Minimize Exception-Aware Code

Now that the stack trace is going to be preserved, the pattern here isn’t actively hurting anything in terms of program flow or output. But that doesn’t mean we’re done cleaning up. There’s still a lot of code here that doesn’t need to be.

In this example, consider that there are only two methods that can generate exceptions: ProcessCustomer (if passed a null reference) and WriteCustomerToFile (various things that can go wrong with file I/O). And yet, we have exception handling in every method, even methods that are literally incapable of generating them on their own. Exception throwing and handling is extremely disruptive and it makes your code very hard to reason about. This is because exceptions, as mentioned earlier, are like GOTO statements that whip the context of your program from wherever the exception is generated to whatever place ultimately handles exceptions. Oh, and the boilerplate for handling them makes methods hard to read.

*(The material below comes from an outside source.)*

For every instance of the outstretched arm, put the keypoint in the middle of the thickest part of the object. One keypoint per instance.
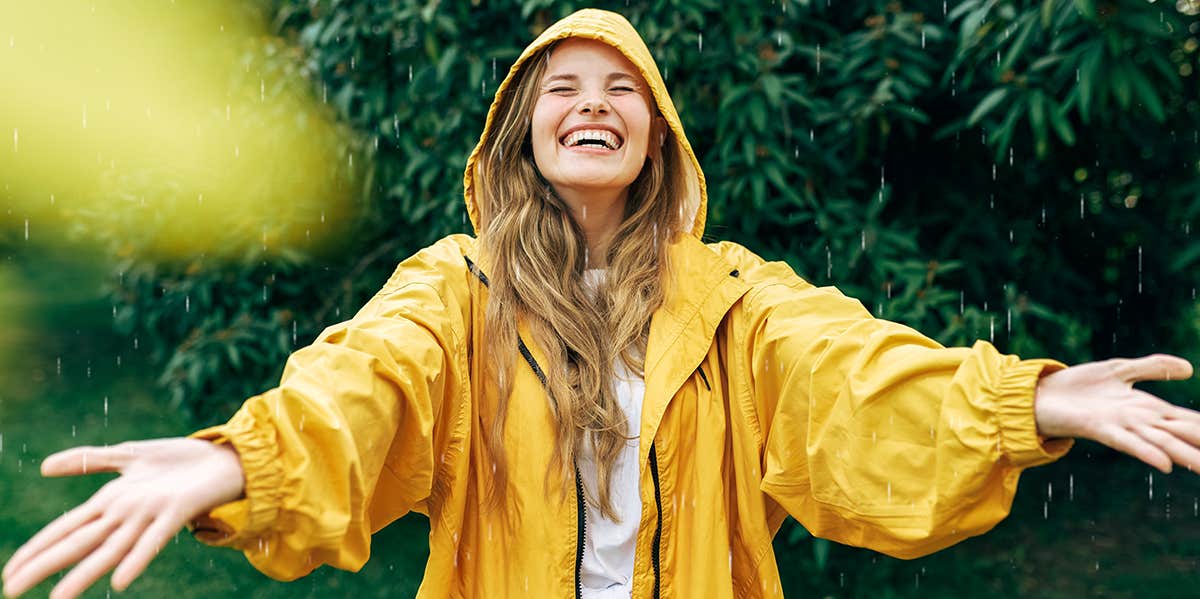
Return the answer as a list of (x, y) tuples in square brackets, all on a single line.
[(163, 485)]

The approach shown above is a kind of needlessly defensive approach that makes the code incredibly dense and confusing. Rather than a strafing, shock-and-awe show of force for dealing with exceptions, the best approach is to reason carefully about where they might be generated and how one might handle them. Consider the following rewrite:

Notice that we only think about exceptions at the ‘endpoints’ of the little application. At the entry point, we guard against a null argument instead of handling it with an exception. As a rule of thumb, it’s better to handle validation via querying objects than by trying things and catching exceptions, both from a performance and from a readability standpoint. The other point of external interaction where we think about exceptions is where we’re calling out to the filesystem. For this example, I handle any exception generated by stuffing it into a custom exception type and throwing that back to my caller. This is a practice that I’ve adopted so that I know at a glance when debugging if it’s an exception I’ve previously reasoned about and am trapping or if some new problem is leaking through that I didn’t anticipate. YMMV on this approach, but the thing to take away is that I deal with exceptions as soon as they come to me from something beyond my control, and then not again until I’m somewhere in the program that I want to report things to the user. (In an actual application, I would handle things more granularly than simply catching Exception, opting instead to go as fine-grained as I needed to in order to provide meaningful reporting on the problem)

Here it doesn’t seem to make a ton of difference, but in a large application it will–believe me. You’ll be much happier if your exception handling logic is relegated to the places in the app where you provide feedback to the user and where you call external stuff. In the guts of your program, this logic isn’t necessary if you simply take care to write code that doesn’t contain mistakes like null dereferences.

What about things like out of memory exceptions? Don’t you want to trap those when they happen? Nope. Those are catastrophic exceptions beyond your control, and all of the logging and granular worrying about exceptions in the world isn’t going to un-ring that bell. When these happen, you don’t want your process to limp along unpredictably in some weird state–you want it to die.

On the Lookout for Code Smells

One other meta-consideration worth mentioning here is that if you find it painful to code because you’re putting the same few lines of code in every class or every method, stop and smell what your code is trying to tell you. Having the same thing over and over is very much not DRY and not advised. You can spray deodorant on it with something like a code snippet, but I’d liken this to addressing a body odor problem by spraying yourself with cologne and then putting on a full body sweatsuit–code snippets for redundant code make things worse while hiding the symptoms.

If you really feel that you must have exception handling in every method, there are IL Weaving tools such as PostSharp that free you from the boilerplate while letting you retain the functionality and granularity you want. As a general rule of thumb, if you’re cranking out a lot of code and thinking, “there’s got to be a better way to do this,” stop and do some googling because there almost certainly is.